Add robustness tests (Priority 3)
Test error handling (Unicode, empty inputs)
Test performance edge cases (deep recursion, large beam)
Add property-based tests with Hypothesis
Refactor test organization
Create test_transformers.py for dedicated transformer tests
Create test_recursive_integration.py for end-to-end tests
Create test_edge_cases.py for robustness tests

Coverage Goals¶

Target Coverage by Module (3-month timeline)¶

Module	Current	Target	Priority
scoring.py	100% ✅	100%	Maintain
evaluation.py	93%	98%	Low (close logging gaps)
recursive.py	41% ⚠️	85%	HIGH

Lines to Focus On (recursive.py)¶

High Value (Core Logic): - Lines 70-140: SynonymTransformer.generate_transformations() - Lines 284-346: EditDistanceTransformer.generate_transformations() - Lines 645-669: _combine_predictions() - Lines 536-607: _recursive_transform()

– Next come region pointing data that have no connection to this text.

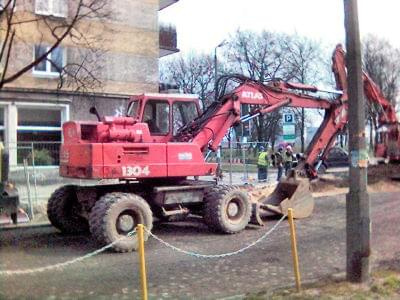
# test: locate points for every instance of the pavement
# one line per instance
(172, 275)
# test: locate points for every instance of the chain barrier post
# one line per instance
(294, 250)
(142, 261)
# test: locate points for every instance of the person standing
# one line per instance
(262, 165)
(278, 159)
(288, 159)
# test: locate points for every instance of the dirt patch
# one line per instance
(383, 284)
(381, 178)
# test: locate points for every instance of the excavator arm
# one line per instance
(388, 146)
(209, 129)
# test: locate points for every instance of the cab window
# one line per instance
(156, 115)
(183, 113)
(133, 108)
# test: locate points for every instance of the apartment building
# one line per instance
(128, 44)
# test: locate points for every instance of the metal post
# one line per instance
(246, 174)
(28, 188)
(230, 156)
(216, 67)
(357, 204)
(34, 172)
(142, 261)
(294, 250)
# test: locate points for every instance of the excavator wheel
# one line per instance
(63, 211)
(226, 209)
(115, 215)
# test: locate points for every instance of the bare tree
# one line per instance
(268, 55)
(65, 22)
(193, 74)
(382, 63)
(304, 61)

Medium Value (Supporting Logic): - Lines 146-184: _are_synonyms() and WordNet integration - Lines 233-266: _replace_word_in_context() - Lines 352-372: _edit_distance()

Lower Value (Helper Methods): - Lines 609-643: _find_best_suffix_match(), _find_all_suffix_matches() - Lines 671-731: predict_with_explanation()

Conclusion¶

The Infinigram test suite demonstrates strong test engineering practices in the scoring and evaluation modules, with behavioral tests that would remain valid even after significant refactoring. The scoring module in particular is an excellent example of TDD done right.

However, the recursive transformation system needs significant test attention. The 41% coverage represents untested core logic that handles OOD generalization - arguably the most important innovation in the system.

Key Action Items: 1. Add 15-20 focused tests for transformer generation logic (P1) 2. Add 5-10 tests for prediction combining (P1) 3. Add 10-15 integration tests for end-to-end flows (P2) 4. Reach 85% coverage on recursive.py within 3 months

The existing test structure is sound and can accommodate these additions with minimal refactoring. The scoring tests provide an excellent template for how to write resilient, behavioral tests.